In 1978 he moved to the Navajoland Area Mission, where he pastored the Church of the Good Shepherd in Fort Defiance, Arizona, along with five other mission congregations on the Navajo reservation.

He became vicar of the All Saints Indian Mission Church in Minneapolis in 1985. In 1992 he began serving as the Archdeacon for Indian Work for the Diocese of Minnesota.
In 1992, Yale University conferred an honorary doctor of divinity degree upon him in recognition of the depth and scope of his ministry.

He retired from active ministry three years later, returning to the Pine Ridge Reservation, where he opened the Allen Trading Post. Like his ancestor Charles Wesley Allen, he and his wife sold Native arts and crafts.

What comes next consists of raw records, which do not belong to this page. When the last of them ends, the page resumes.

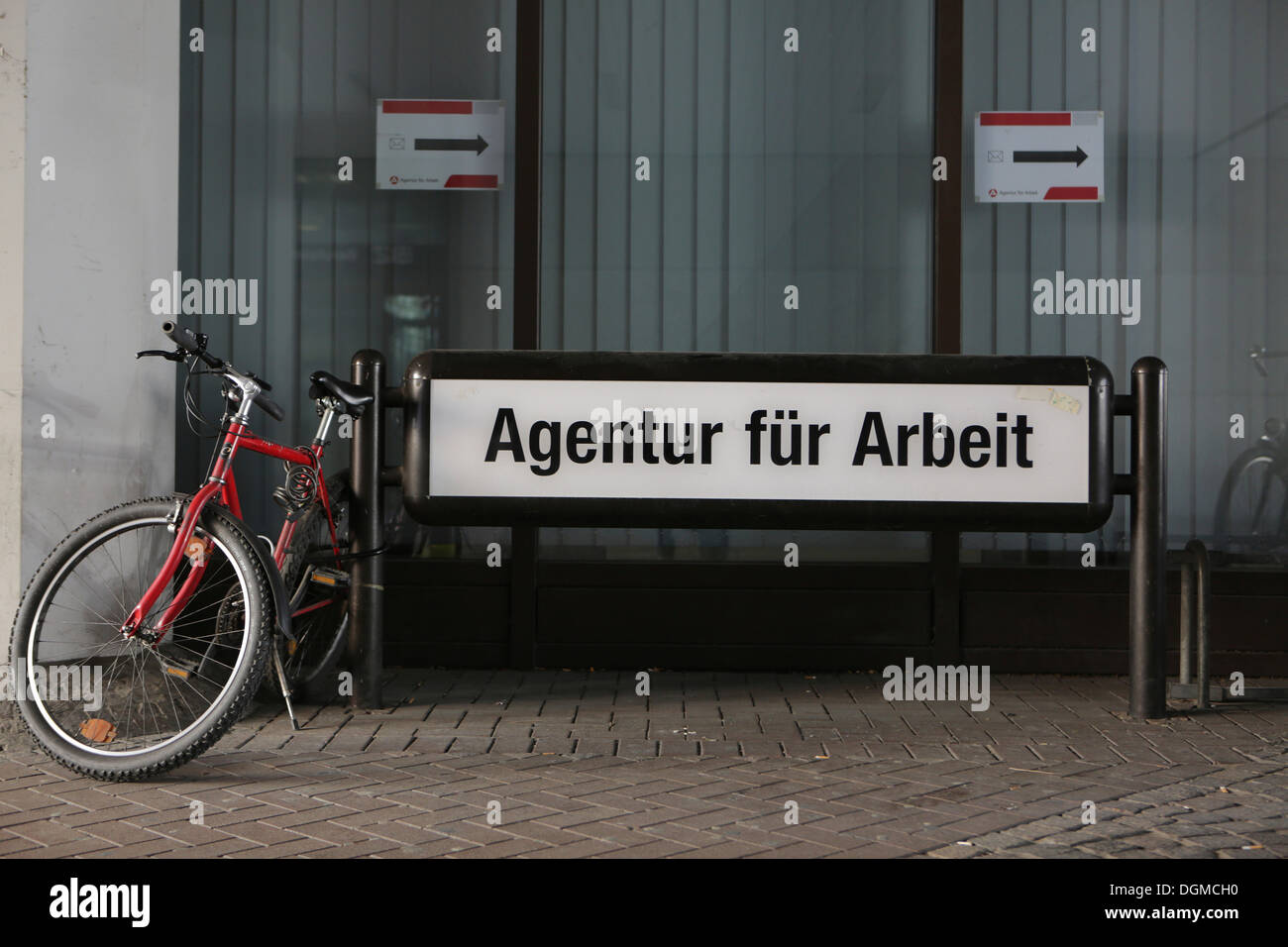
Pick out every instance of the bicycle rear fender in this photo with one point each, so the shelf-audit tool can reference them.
(281, 600)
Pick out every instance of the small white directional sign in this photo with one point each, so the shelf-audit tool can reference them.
(1039, 157)
(429, 145)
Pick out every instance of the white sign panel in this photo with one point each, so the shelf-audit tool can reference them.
(426, 145)
(759, 441)
(1039, 157)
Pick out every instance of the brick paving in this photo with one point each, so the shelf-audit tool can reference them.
(575, 764)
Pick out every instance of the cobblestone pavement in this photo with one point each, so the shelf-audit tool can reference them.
(708, 766)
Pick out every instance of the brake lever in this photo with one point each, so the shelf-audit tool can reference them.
(176, 356)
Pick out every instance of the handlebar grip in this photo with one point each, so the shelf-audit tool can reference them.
(185, 339)
(270, 407)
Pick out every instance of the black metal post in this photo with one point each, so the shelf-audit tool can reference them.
(1147, 607)
(368, 532)
(1202, 607)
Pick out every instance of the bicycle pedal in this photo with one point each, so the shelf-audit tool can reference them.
(335, 579)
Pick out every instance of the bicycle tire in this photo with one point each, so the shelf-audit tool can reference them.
(1273, 541)
(235, 693)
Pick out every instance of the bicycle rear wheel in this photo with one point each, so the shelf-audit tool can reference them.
(125, 707)
(1252, 508)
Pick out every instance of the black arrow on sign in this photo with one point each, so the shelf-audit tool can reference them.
(476, 145)
(1038, 157)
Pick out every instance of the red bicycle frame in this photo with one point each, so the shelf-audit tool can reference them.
(220, 487)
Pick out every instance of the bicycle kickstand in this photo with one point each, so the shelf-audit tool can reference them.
(281, 681)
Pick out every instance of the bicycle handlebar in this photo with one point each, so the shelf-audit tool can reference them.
(185, 339)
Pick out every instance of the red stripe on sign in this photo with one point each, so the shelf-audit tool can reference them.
(1072, 193)
(426, 107)
(472, 180)
(1025, 119)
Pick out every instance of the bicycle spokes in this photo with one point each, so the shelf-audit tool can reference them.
(125, 690)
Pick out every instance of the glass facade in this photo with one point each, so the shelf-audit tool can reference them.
(1186, 89)
(755, 175)
(708, 185)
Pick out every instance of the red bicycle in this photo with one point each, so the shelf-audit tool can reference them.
(147, 631)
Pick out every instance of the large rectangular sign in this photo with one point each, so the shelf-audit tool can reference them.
(1039, 157)
(948, 438)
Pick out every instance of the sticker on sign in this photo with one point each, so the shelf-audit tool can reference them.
(430, 145)
(1039, 157)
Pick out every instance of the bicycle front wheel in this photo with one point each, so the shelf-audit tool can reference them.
(125, 707)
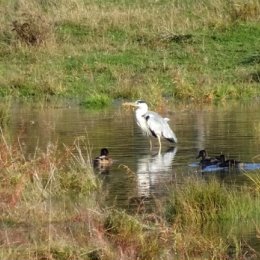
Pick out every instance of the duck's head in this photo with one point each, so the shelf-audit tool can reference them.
(202, 154)
(104, 152)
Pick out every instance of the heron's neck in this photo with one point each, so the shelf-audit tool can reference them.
(140, 112)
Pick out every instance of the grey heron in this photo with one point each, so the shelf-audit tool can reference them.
(152, 124)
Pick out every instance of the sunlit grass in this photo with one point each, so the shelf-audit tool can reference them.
(189, 50)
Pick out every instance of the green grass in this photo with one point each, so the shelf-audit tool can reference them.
(120, 48)
(200, 202)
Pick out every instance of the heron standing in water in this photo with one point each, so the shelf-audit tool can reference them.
(152, 124)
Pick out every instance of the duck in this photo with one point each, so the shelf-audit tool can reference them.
(228, 163)
(206, 160)
(103, 160)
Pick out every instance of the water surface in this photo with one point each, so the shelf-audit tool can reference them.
(138, 173)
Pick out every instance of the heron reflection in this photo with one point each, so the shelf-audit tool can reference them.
(152, 170)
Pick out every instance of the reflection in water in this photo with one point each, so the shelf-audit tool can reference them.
(231, 129)
(152, 170)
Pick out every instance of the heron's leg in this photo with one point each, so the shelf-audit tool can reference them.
(151, 144)
(160, 145)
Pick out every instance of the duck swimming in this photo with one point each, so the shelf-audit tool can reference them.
(103, 160)
(229, 163)
(206, 160)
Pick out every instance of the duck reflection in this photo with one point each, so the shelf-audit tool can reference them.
(152, 170)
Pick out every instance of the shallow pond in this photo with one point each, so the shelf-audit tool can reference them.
(138, 173)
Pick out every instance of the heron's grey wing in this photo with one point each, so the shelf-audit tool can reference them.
(159, 126)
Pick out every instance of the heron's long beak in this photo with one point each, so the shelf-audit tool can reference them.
(129, 104)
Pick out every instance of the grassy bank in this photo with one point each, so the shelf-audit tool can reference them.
(52, 207)
(98, 51)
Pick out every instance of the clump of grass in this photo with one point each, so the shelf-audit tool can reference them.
(198, 202)
(33, 29)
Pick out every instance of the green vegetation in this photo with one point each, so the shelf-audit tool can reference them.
(97, 51)
(52, 207)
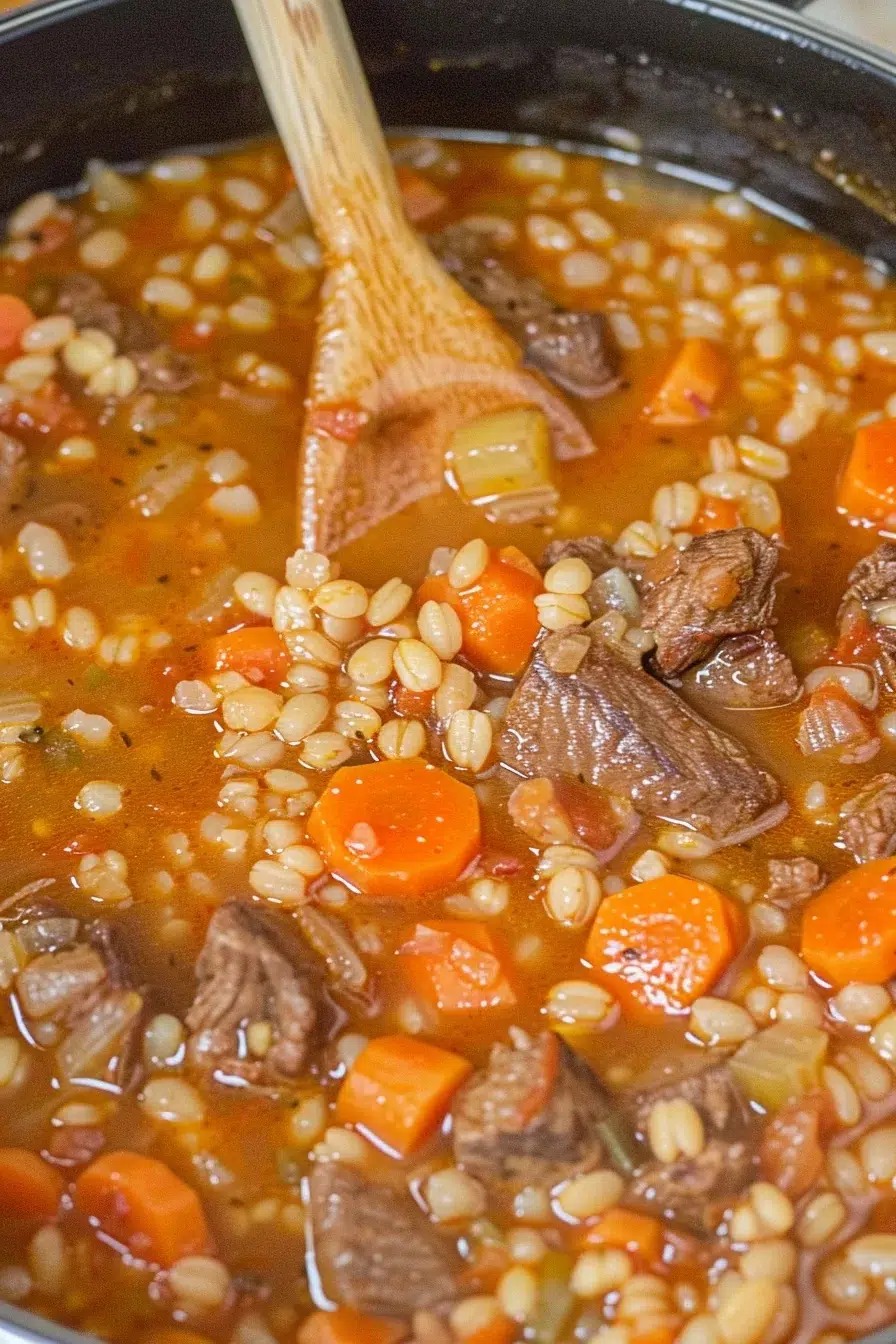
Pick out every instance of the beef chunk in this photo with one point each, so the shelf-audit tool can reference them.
(747, 672)
(722, 583)
(572, 348)
(869, 596)
(247, 975)
(868, 821)
(793, 880)
(535, 1116)
(160, 367)
(695, 1190)
(83, 987)
(583, 710)
(375, 1250)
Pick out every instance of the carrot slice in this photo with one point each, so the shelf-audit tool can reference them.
(692, 385)
(396, 828)
(345, 1325)
(28, 1186)
(660, 945)
(399, 1090)
(144, 1206)
(257, 651)
(849, 929)
(499, 617)
(868, 484)
(15, 316)
(457, 965)
(637, 1233)
(421, 198)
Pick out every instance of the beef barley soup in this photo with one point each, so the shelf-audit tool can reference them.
(489, 933)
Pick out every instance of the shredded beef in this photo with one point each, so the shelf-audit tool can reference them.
(871, 588)
(135, 333)
(720, 585)
(572, 348)
(535, 1116)
(793, 880)
(375, 1250)
(247, 975)
(747, 672)
(583, 710)
(868, 821)
(695, 1191)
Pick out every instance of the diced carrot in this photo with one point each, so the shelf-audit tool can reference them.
(396, 828)
(715, 516)
(140, 1203)
(28, 1186)
(692, 385)
(660, 945)
(399, 1089)
(497, 612)
(421, 198)
(345, 1325)
(637, 1233)
(868, 484)
(15, 316)
(849, 929)
(257, 651)
(457, 965)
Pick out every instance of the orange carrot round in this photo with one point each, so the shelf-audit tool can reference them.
(28, 1186)
(662, 944)
(849, 929)
(399, 1089)
(396, 828)
(15, 316)
(499, 617)
(140, 1203)
(257, 651)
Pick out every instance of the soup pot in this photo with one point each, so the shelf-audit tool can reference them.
(728, 93)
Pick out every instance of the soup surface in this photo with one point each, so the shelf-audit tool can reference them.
(457, 941)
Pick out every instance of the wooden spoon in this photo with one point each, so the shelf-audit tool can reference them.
(402, 354)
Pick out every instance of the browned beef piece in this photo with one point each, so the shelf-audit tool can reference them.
(15, 475)
(535, 1116)
(872, 586)
(695, 1191)
(868, 821)
(747, 672)
(572, 348)
(722, 583)
(247, 973)
(160, 367)
(375, 1250)
(583, 710)
(83, 985)
(793, 880)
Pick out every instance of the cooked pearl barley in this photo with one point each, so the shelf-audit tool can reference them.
(417, 665)
(469, 739)
(251, 708)
(718, 1022)
(572, 897)
(450, 1194)
(173, 1101)
(100, 799)
(168, 295)
(559, 610)
(468, 565)
(439, 626)
(586, 1196)
(199, 1282)
(277, 883)
(400, 739)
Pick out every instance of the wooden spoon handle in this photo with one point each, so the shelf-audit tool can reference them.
(317, 93)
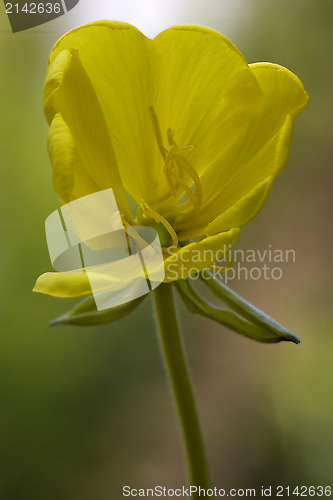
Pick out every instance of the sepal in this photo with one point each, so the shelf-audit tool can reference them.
(229, 319)
(246, 310)
(86, 313)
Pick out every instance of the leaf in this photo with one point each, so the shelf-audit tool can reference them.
(246, 310)
(197, 305)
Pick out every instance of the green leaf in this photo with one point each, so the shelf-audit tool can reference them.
(86, 314)
(197, 305)
(246, 310)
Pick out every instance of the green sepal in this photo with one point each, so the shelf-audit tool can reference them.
(197, 305)
(86, 313)
(244, 309)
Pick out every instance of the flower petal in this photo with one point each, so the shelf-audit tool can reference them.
(261, 151)
(197, 81)
(78, 133)
(206, 92)
(116, 59)
(197, 256)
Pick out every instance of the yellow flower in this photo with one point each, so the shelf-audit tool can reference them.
(181, 123)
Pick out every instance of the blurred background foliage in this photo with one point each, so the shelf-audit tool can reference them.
(86, 411)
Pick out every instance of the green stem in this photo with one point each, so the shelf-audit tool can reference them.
(181, 386)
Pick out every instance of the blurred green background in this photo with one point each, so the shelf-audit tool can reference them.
(86, 411)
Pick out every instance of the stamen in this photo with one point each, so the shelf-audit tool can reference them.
(157, 132)
(161, 220)
(174, 157)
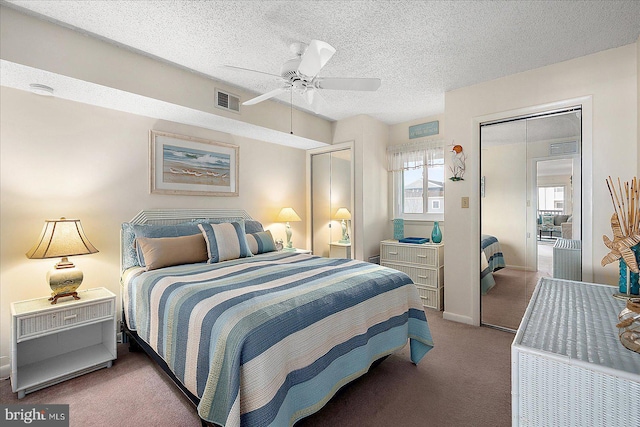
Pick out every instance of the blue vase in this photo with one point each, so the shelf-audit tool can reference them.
(436, 234)
(634, 278)
(398, 228)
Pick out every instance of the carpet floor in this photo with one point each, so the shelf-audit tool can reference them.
(505, 304)
(463, 381)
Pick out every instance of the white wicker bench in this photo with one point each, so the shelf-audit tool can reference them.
(568, 365)
(567, 259)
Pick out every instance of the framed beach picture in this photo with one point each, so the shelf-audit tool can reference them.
(192, 166)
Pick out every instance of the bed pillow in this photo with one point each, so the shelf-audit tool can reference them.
(167, 251)
(225, 241)
(252, 226)
(131, 257)
(261, 242)
(547, 220)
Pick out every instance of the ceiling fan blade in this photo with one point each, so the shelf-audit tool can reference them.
(250, 70)
(266, 96)
(318, 53)
(339, 83)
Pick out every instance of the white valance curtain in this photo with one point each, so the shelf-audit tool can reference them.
(413, 155)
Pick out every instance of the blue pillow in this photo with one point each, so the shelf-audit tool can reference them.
(252, 226)
(225, 241)
(261, 242)
(130, 256)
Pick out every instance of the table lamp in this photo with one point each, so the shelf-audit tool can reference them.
(288, 215)
(62, 238)
(344, 215)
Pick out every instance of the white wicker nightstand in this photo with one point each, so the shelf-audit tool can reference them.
(423, 263)
(53, 343)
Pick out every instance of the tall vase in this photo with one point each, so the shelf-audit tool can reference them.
(622, 281)
(436, 234)
(634, 278)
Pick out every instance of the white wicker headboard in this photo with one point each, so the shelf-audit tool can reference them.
(176, 216)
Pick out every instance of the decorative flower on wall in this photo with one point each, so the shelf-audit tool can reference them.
(458, 159)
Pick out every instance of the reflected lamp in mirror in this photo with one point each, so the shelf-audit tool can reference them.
(288, 215)
(62, 238)
(343, 215)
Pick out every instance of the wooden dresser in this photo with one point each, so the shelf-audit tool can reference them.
(423, 263)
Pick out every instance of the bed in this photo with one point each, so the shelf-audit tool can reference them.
(265, 338)
(491, 260)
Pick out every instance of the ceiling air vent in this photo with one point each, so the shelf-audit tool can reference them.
(226, 101)
(561, 148)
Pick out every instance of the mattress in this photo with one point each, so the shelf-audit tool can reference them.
(491, 261)
(268, 340)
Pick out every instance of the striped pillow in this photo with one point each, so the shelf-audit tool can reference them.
(225, 241)
(261, 242)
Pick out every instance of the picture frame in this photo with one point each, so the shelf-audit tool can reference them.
(184, 165)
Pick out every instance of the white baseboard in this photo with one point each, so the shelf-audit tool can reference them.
(458, 318)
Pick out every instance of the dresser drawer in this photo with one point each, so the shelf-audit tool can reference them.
(419, 275)
(49, 321)
(424, 255)
(431, 297)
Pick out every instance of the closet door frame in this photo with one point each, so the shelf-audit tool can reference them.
(586, 102)
(342, 146)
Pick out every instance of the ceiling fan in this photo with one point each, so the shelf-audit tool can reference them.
(300, 74)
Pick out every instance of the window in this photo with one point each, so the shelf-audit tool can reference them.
(418, 180)
(551, 198)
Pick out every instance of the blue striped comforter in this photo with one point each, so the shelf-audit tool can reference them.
(270, 339)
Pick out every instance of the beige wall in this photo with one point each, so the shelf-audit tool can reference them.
(62, 158)
(608, 82)
(370, 214)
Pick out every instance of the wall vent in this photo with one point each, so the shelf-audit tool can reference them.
(227, 101)
(561, 148)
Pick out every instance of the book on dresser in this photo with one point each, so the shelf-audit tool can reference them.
(423, 263)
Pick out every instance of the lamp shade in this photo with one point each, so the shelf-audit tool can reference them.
(61, 238)
(342, 213)
(288, 215)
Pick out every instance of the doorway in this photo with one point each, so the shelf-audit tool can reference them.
(530, 191)
(331, 201)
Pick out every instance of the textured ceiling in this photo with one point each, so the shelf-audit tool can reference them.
(418, 49)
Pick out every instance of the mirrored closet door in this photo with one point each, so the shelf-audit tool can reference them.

She died March 22, 2005.

That same year, Allen accepted Bishop Creighton Robertson’s invitation to serve as Archdeacon of the Niobrara Deanery in the Diocese of South Dakota.

Eventually, he retired again and returned to Minnesota, where his three children reside.
In addition to Susan, Allen is survived by a son, Joseph, and another daughter, Martha; five sisters; six grandchildren and five great-grandchildren. A brother, Don, predeceased him.

A wake will be held at the All Saints Episcopal Indian Mission Church at 5 p.m. Friday, March 26 in Minneapolis.

A memorial service is planned for 2 p.m. Saturday, March 27 at St. Mark’s Episcopal Cathedral in Minneapolis.

Burial will be at 2 p.m. Monday, March 29 at the Bishop Harold Jones Center in Mission, South Dakota.